Wagner noted one interesting fact that surfaced in the study: Some CIRB-affiliated sites appear not to be using the CIRB as it was intended. Those sites reported spending time on continuing reviews and amendments for the studies, despite the fact that the CIRB is supposed to be responsible for those procedures. The study suggests that there could be further savings if this issue is addressed.
Goldberg says her organization had been aware of this problem anecdotally as well. She says it's not simply a matter of new affiliates getting comfortable with the process.
"Some places were in it for a couple of years and doing an extra level of review that they didn't need to do," she says.
Goldberg says the CIRB is trying to address the issue through education.
"We do outreach in different environments such as the cooperative group annual meetings, PRIM&R. We have question-and-answer sessions," she says. "In these sessions we bring it up and we also refer people to the Web site to make sure they have clarity on it."
How will this study affect the ongoing discussion over centralized IRB review?
Wagner says that his study doesn't necessarily make the case for centralized review in general, because different central IRBs can have very different operations models.
"If there's any take-a-way from this, it's not that this model is right, because I don't believe that any one model is right," he says. "What I hope people see from this is there might be benefits to being creative. How do we collect data to show if this is making a difference? If we're really intrigued about improving quality, how do we take the next step and actually do that?"
Lowell Schnipper, MD, professor of medicine at Harvard Medical School, is a strong proponent of centralized IRB review because of its potential to speed up cancer research.
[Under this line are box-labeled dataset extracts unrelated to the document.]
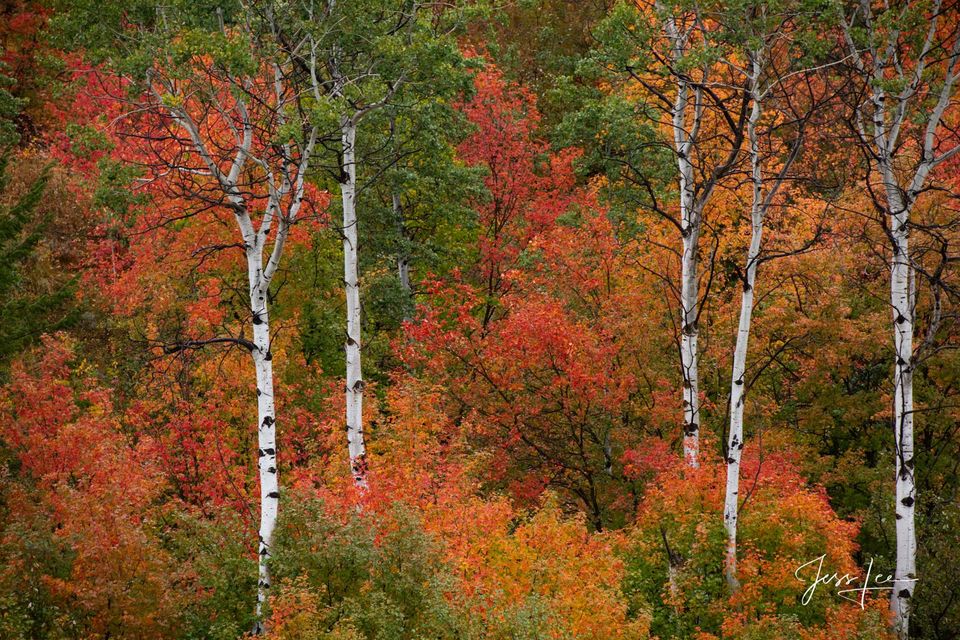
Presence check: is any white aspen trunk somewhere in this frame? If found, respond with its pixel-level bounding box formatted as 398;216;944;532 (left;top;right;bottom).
340;119;367;490
885;182;917;639
680;157;700;468
723;76;766;592
668;69;701;468
247;249;280;633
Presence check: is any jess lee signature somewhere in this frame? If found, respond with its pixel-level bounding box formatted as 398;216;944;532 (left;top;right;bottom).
793;554;917;609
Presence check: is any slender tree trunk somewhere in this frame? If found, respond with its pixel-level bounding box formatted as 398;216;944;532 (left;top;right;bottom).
340;120;367;489
680;158;700;468
247;249;280;633
886;182;917;639
723;84;766;592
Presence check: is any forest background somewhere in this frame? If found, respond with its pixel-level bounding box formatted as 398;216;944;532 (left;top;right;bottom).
0;0;960;640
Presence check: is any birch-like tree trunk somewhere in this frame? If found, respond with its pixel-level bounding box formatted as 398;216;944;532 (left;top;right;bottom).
723;63;766;591
843;6;960;640
154;66;318;633
246;248;280;631
887;180;917;638
664;11;704;468
340;118;367;489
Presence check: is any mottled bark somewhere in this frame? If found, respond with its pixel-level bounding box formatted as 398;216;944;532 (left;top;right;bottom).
843;7;960;640
340;119;367;489
247;252;280;630
723;74;766;591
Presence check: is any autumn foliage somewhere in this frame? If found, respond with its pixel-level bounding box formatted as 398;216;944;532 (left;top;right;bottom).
0;2;960;640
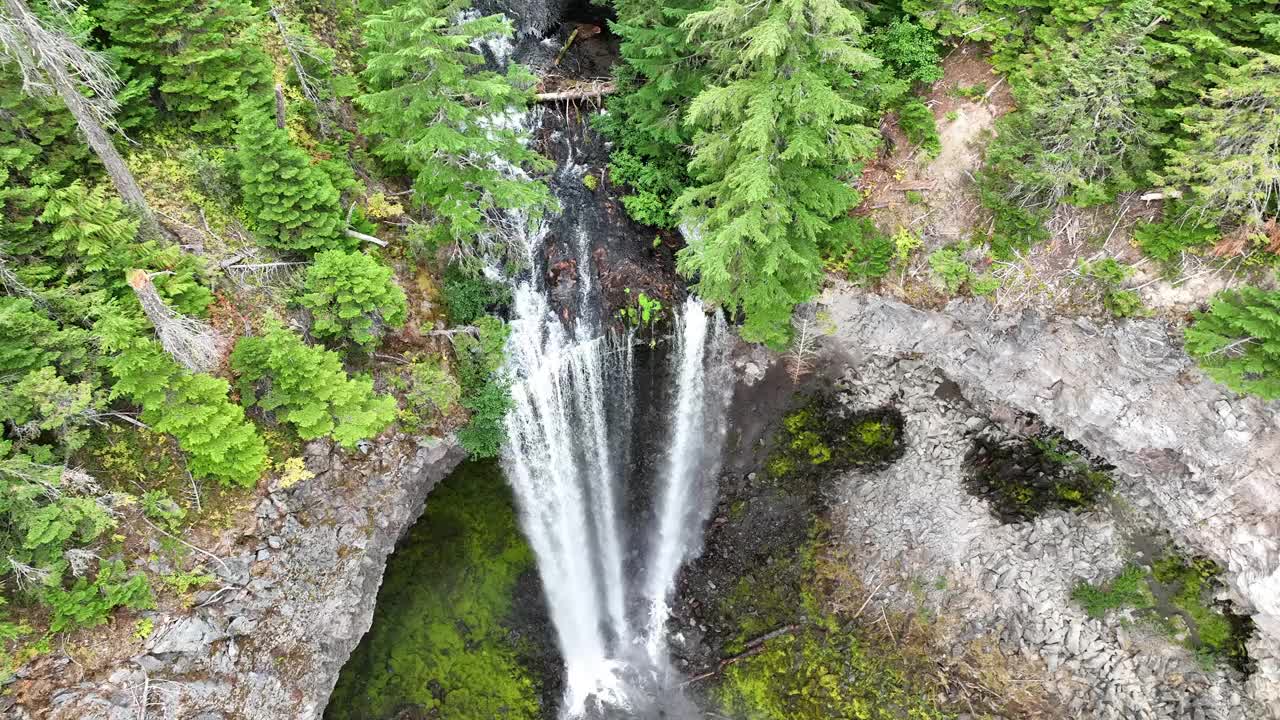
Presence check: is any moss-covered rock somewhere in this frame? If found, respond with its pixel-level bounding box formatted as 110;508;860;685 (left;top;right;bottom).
1071;551;1253;674
325;462;540;720
966;432;1115;523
"We have for a long time been very dismayed in the clinical oncology community about the long time lags it takes to activate clinical trials," Schnipper says. "In the world without the NCI CIRB, each and every institution has to use its own review board to review a trial. Some of them are efficient and some are extremely slow."
But he says that he's continued to encounter opposition to the idea of central IRBs from local institutions both large and small. Studies such as Wagner's will necessarily convince those institutions to put aside their reluctance, he says.
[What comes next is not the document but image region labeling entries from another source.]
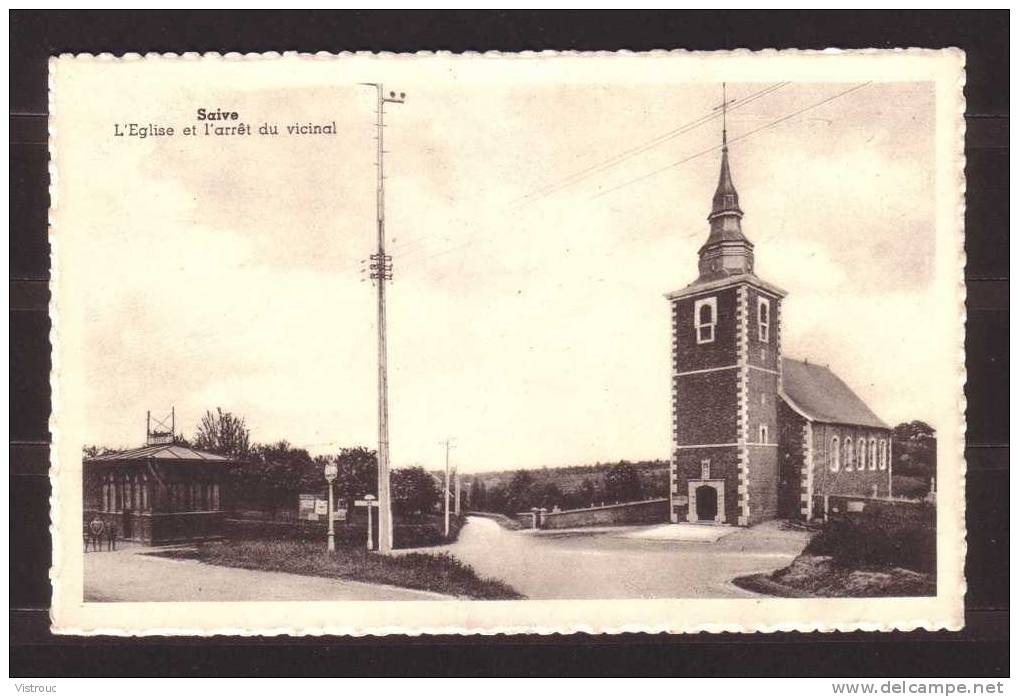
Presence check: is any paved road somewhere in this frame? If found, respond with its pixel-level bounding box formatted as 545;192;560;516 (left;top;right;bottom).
85;547;449;602
409;516;808;599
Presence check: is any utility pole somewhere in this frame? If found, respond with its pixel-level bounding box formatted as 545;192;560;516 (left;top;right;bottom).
453;467;460;518
362;83;407;554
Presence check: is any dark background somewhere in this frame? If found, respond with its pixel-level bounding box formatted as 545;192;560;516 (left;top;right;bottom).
9;11;1009;677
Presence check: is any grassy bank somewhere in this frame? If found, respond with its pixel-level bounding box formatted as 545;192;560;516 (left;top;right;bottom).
224;515;464;549
158;539;523;600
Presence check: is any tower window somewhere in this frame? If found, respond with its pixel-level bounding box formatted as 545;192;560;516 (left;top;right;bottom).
757;298;771;343
694;298;718;343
"The one major sticking point that vice presidents for research of various universities have brought forward has to do with liability," Schnipper says. "The issue that I have observed more often putting a real stop to this progress is the issue of who's responsible when something goes wrong."
More IRBs will come around as they see central IRBs that work well and safely, he says.
"The more people see that this is not resulting in harm to patients, I think it will be a process of gradual acceptance. But it takes a very long time."